The takeaway, since this question keeps being asked and answered, in several forms, e.g. 33917,150644, and is at the heart of the Goldstone theorem:

  • In SSB, the current is conserved, $ \partial_\mu j^\mu = 0$, as you wrote, and does crucial yeomanly work--that is why one is interested in SSB theories, to start with. The current starts out as linear as opposed to the normal bilinear, in the fields, so goes like $j_\mu = -v^2 \partial_\mu \phi ~$ for U(1), for instance. This means the goldstons shift under the related symmetry transformation, and so can push into and out of the nontrivial vacuum.
  • But the corresponding Noether charge is not well-defined, so its time derivative is also ill defined, and not vanishing, as per the Fabry-Picasso theorem--an infrared phenomenon.

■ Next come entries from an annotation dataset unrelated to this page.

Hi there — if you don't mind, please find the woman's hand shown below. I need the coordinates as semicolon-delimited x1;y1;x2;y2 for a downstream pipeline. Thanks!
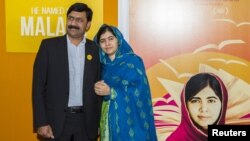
95;80;110;96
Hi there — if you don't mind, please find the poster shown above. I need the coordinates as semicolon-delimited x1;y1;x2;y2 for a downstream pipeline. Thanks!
5;0;103;53
127;0;250;141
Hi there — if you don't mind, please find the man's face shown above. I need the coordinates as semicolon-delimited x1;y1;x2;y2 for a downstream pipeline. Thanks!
66;11;91;39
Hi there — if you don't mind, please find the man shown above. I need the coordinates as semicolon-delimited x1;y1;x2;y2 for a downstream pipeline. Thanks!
32;3;101;141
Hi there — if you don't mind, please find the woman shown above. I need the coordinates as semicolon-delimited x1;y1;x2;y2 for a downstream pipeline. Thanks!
167;73;228;141
94;25;157;141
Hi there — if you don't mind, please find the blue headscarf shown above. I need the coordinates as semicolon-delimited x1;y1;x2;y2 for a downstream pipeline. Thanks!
94;25;157;141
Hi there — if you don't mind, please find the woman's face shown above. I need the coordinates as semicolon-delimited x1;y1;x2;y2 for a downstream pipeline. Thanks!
187;86;221;129
99;31;118;60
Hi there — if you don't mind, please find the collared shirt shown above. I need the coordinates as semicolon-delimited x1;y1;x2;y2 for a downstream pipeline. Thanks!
67;36;86;107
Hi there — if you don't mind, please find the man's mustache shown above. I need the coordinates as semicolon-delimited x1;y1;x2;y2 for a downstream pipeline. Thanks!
68;25;80;29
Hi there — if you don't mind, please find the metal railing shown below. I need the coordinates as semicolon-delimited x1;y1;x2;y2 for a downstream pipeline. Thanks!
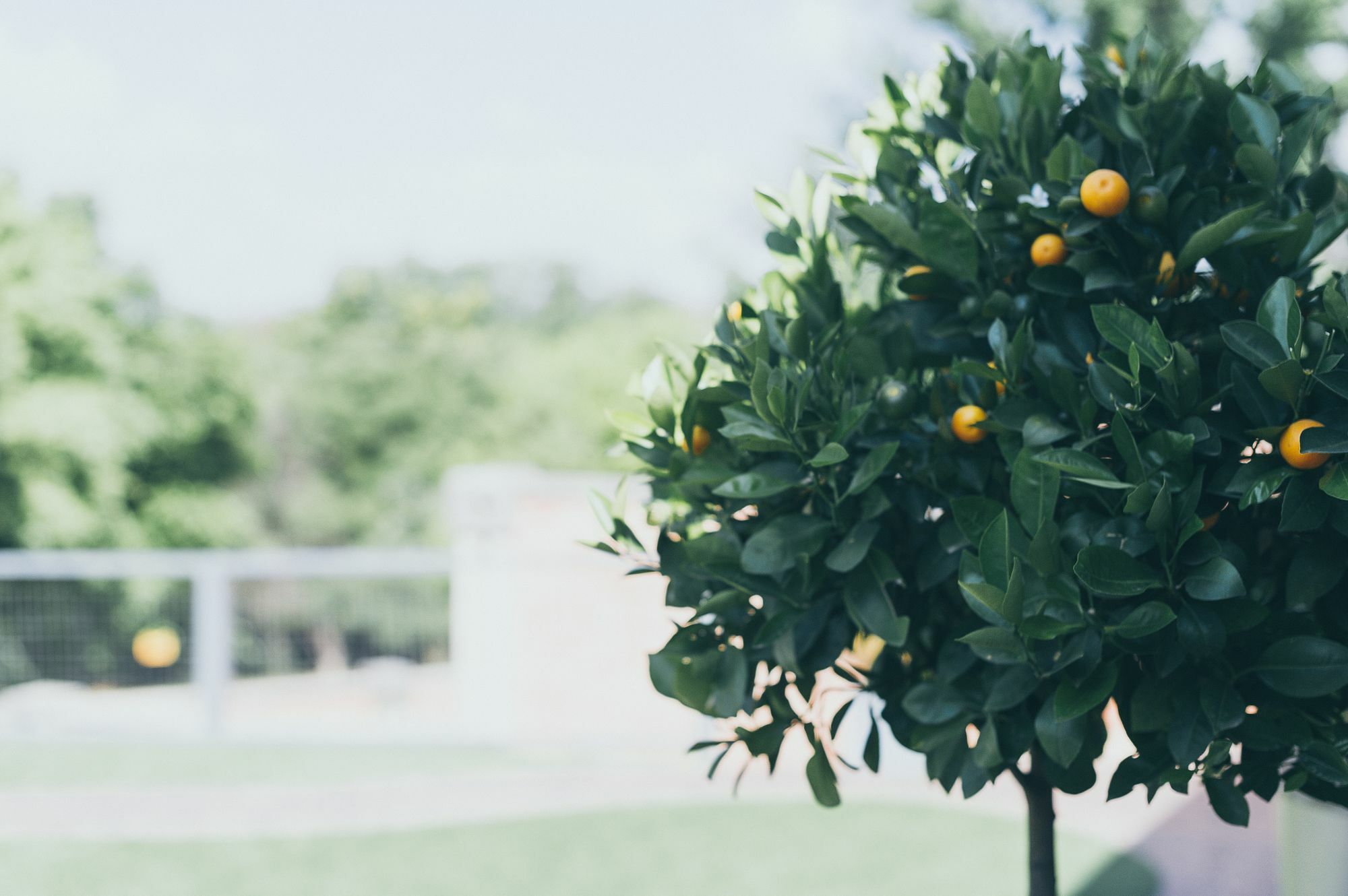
0;547;450;733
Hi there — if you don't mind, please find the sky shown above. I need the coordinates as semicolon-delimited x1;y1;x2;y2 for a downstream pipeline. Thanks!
0;0;944;321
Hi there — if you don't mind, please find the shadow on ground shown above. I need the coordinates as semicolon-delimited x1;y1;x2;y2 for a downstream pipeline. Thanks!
1072;856;1161;896
1073;798;1278;896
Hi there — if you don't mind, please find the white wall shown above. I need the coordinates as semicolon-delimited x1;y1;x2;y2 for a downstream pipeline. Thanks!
443;463;702;746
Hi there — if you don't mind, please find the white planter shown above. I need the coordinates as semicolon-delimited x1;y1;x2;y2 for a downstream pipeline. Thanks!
1278;794;1348;896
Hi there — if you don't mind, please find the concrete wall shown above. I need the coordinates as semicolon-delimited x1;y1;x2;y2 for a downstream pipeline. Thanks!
443;463;702;746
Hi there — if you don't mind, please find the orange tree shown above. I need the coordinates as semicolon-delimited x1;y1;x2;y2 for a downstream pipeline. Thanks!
601;38;1348;896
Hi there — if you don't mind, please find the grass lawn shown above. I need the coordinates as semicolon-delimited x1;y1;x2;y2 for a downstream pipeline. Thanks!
0;804;1154;896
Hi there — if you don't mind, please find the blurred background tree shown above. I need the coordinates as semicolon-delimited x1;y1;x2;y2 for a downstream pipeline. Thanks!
249;264;696;544
919;0;1348;82
0;182;260;547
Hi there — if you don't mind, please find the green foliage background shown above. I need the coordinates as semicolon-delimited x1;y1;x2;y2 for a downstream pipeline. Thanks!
599;30;1348;841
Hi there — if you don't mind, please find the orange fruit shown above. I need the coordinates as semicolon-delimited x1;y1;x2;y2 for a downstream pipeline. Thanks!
1278;419;1329;470
903;264;931;302
693;423;712;454
1030;233;1068;268
950;404;988;445
845;632;884;672
1081;168;1128;218
1157;251;1175;291
988;361;1007;397
131;625;182;668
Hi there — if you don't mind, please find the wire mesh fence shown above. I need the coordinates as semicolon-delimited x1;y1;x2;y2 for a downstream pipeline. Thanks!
0;579;193;687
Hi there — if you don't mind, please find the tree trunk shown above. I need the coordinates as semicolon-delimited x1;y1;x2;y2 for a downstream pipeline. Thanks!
1016;749;1058;896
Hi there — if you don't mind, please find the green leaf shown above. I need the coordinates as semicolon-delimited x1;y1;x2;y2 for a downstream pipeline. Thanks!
1320;463;1348;501
983;666;1039;713
1236;143;1278;189
1259;358;1306;407
740;513;833;575
1287;542;1348;610
954;625;1024;666
1301;426;1348;454
964;78;1002;137
979;511;1011;589
1227;93;1282;155
1175;203;1263;271
950;496;1004;544
720;419;791;451
1298;212;1348;267
1011;450;1062;538
1104;601;1175;637
1166;694;1216;765
842;551;909;647
842;197;922;255
1251;635;1348;697
1034;449;1130;488
1198;678;1246;733
1255;278;1301;352
1184;556;1246;601
1072;544;1162;597
1027;264;1085;296
797;442;848;466
1020;414;1076;447
918;198;979;280
1053;663;1119;722
1278;474;1332;532
824;523;880;573
712;470;799;500
1221;321;1287;371
1091;305;1173;371
842;442;899;497
903;682;967;725
1034;701;1086;768
1202;776;1250;827
805;744;842;808
1043;135;1097;183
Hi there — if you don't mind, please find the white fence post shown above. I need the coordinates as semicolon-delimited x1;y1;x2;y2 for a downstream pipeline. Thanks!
191;563;235;734
445;463;701;748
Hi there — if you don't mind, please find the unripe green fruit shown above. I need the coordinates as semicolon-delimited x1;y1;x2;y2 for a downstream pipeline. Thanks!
875;380;918;420
1306;321;1326;352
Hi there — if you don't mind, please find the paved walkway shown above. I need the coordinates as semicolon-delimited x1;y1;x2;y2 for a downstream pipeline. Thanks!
0;761;1277;896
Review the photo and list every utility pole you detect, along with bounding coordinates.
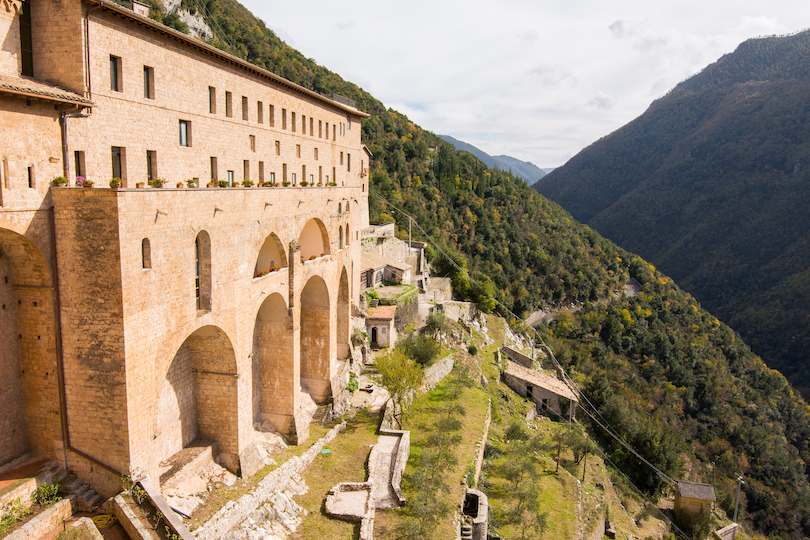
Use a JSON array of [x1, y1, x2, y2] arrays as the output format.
[[732, 476, 744, 540]]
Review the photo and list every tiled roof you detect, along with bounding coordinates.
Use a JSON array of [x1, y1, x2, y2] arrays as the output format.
[[678, 480, 716, 501], [506, 360, 579, 402], [0, 74, 93, 107], [368, 306, 397, 320]]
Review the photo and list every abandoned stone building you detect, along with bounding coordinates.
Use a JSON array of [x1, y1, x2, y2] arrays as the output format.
[[0, 0, 370, 495]]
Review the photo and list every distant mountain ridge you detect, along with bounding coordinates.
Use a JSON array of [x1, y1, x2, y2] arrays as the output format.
[[535, 31, 810, 397], [439, 135, 554, 185]]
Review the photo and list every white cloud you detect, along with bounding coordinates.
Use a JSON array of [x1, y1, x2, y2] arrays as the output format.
[[238, 0, 807, 168]]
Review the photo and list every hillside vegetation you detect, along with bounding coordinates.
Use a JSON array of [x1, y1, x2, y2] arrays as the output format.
[[147, 0, 810, 540], [535, 31, 810, 397]]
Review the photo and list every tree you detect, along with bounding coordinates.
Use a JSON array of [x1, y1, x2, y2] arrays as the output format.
[[374, 349, 424, 429]]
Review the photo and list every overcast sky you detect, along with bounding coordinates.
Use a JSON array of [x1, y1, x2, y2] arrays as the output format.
[[242, 0, 810, 168]]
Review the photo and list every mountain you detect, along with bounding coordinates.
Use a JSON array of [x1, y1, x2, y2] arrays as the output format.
[[439, 135, 547, 185], [535, 31, 810, 397], [129, 6, 810, 540]]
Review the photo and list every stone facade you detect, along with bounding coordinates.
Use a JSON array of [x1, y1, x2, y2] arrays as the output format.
[[0, 0, 370, 495]]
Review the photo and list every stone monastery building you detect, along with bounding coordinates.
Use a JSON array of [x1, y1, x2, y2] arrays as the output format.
[[0, 0, 370, 495]]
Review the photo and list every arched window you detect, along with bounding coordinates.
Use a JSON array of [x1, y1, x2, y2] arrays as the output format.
[[141, 238, 152, 270], [194, 231, 211, 311]]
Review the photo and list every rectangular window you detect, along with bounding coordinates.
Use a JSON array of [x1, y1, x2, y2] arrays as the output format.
[[143, 66, 155, 99], [112, 146, 127, 187], [19, 2, 34, 77], [110, 54, 124, 92], [180, 120, 191, 146], [73, 150, 85, 178], [146, 150, 157, 180]]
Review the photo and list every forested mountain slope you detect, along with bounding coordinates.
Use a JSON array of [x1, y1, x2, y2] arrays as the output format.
[[535, 31, 810, 396], [136, 4, 810, 540]]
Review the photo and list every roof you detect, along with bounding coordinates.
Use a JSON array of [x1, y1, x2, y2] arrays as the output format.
[[88, 0, 371, 118], [360, 253, 411, 272], [366, 306, 397, 320], [678, 480, 717, 501], [506, 360, 579, 403], [0, 74, 93, 107]]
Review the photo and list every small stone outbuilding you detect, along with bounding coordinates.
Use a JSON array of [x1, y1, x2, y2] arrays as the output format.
[[366, 306, 397, 349], [503, 360, 579, 415]]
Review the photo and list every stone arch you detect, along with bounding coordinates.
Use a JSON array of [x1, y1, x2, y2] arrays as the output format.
[[253, 233, 287, 277], [0, 229, 56, 466], [301, 276, 332, 404], [152, 326, 239, 471], [253, 293, 299, 435], [298, 219, 330, 261], [194, 231, 213, 311], [335, 267, 351, 359]]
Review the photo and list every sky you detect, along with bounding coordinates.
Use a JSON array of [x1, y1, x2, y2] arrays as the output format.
[[242, 0, 810, 168]]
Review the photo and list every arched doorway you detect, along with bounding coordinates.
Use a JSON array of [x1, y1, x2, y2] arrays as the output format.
[[301, 276, 332, 404], [298, 219, 330, 261], [0, 229, 61, 466], [152, 326, 239, 471], [253, 293, 299, 435], [335, 267, 351, 360]]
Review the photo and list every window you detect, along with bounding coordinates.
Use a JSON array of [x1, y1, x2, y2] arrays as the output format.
[[110, 54, 124, 92], [19, 2, 34, 77], [141, 238, 152, 270], [146, 150, 157, 180], [143, 66, 155, 99], [180, 120, 191, 146], [208, 86, 217, 114], [73, 150, 85, 178], [112, 146, 127, 187]]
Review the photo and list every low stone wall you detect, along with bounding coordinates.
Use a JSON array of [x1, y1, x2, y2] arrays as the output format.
[[194, 422, 346, 540], [5, 495, 76, 540]]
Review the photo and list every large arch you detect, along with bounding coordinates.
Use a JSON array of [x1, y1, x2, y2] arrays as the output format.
[[298, 219, 331, 261], [253, 233, 287, 277], [0, 229, 56, 466], [253, 293, 299, 435], [152, 326, 239, 471], [301, 276, 332, 404], [335, 267, 351, 360]]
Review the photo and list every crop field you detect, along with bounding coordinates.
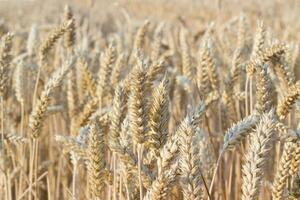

So ${d\over dt} Q = {d\over dt} \int_x J^0(x) \neq 0 $ because Q itself is not meaningful. (So using it in the C-M theorem is definitely unwarranted.)
  • You may live dangerously and utilize conservation of the unbroken charge in the lagrangian, as, e.g. in 149324, but you must ensure neither the Higgs that effects SSB nor its consequences (in fermion masses) are present in the terms involved. It is highly dangerous and contraindicated to novices.